De acordo com os relatos, a divisão dos morros por facções faz com que o trabalho em saúde fique limitado, já que muitos agentes contratados têm medo de ir até a população. Nem as ambulâncias do SAMU sobem nas áreas consideradas de risco. Uma das lideranças presentes na reunião, relatou que um posto de saúde teve que ser fechado porque um traficante o invadiu para pegar a lista de mulheres soropositivas. Ele havia sido infectado com o vírus e a partir da lista decidiu expulsar todas as portadoras de HIV/AIDS da comunidade.

Violência contra as mulheres também acontece na falta de métodos contraceptivos e na orientação para o planejamento familiar. Os hospitais próximos aos morros, por exemplo, não dispõem do serviço de laqueadura e, com isso, algumas mulheres já estão na décima gestação. Se optarem pelo aborto e tiverem complicações, muitos hospitais se negam em atendê-las.

A venda de senhas em hospitais foi outra problemática levantado. De acordo com os moradaores, os próprios médicos organizam os atendimentos da forma como querem e deixam de atender os pacientes que vieram de outras comunidades. Os moradores também relataram a dificuldade na implantação efetiva do Programa de Saúde para Família, já que não existe um serviço de referência nas comunidades.

Sobre o crescente número de casos de dengue, os moradores informaram que os agentes contratados pelo governo não são os que já trabalham nas comunidades. Além de terem questionado os requisitos para a contratação, os moradores falaram que os novos agentes têm medo de subir no morro e a população fica, mais uma vez, sem atendimento. Durante o surto de dengue na cidade, muitas pessoas não tinham dinheiro para o ônibus que levaria até os locais de atendimento e a comunidade se mobilizou para a contratação de vans. O problema não era resolvido por inteiro, já que muitas pessoas também não tinham como retornarem para suas casas.

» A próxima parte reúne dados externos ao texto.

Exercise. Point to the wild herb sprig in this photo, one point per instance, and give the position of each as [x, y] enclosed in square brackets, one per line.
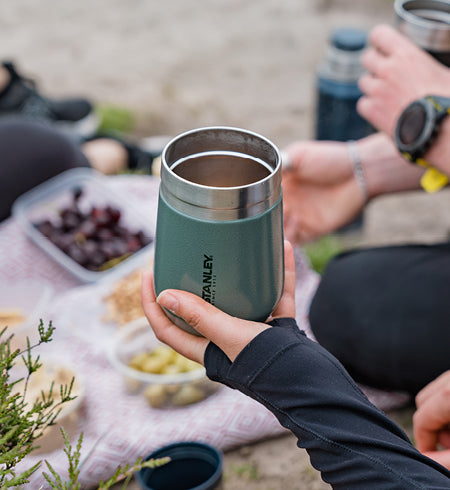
[22, 423]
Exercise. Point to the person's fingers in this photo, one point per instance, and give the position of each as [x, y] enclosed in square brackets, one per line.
[429, 419]
[286, 306]
[370, 110]
[189, 345]
[227, 332]
[441, 457]
[442, 382]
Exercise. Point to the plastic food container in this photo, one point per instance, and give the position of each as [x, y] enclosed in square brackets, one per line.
[46, 200]
[22, 305]
[159, 390]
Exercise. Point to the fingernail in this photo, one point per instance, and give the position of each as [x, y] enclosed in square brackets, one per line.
[168, 301]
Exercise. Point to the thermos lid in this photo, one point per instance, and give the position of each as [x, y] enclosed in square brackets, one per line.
[342, 62]
[426, 22]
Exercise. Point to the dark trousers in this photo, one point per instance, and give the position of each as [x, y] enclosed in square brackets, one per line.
[31, 153]
[385, 314]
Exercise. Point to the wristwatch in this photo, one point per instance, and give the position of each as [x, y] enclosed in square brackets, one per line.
[416, 129]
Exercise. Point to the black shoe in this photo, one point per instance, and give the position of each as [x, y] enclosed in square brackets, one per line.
[74, 116]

A partir das denúncias feitas, o relator Fernando Aith e a assessora Camila Gilberto irão organizar um relatório para cruzarem dados e informações levantadas. O objetivo é redigir um relatório identificando as principais violações aos direitos humanos à saúde e elaborar recomendações aos poderes públicos, de forma que os problemas sejam resolvidos.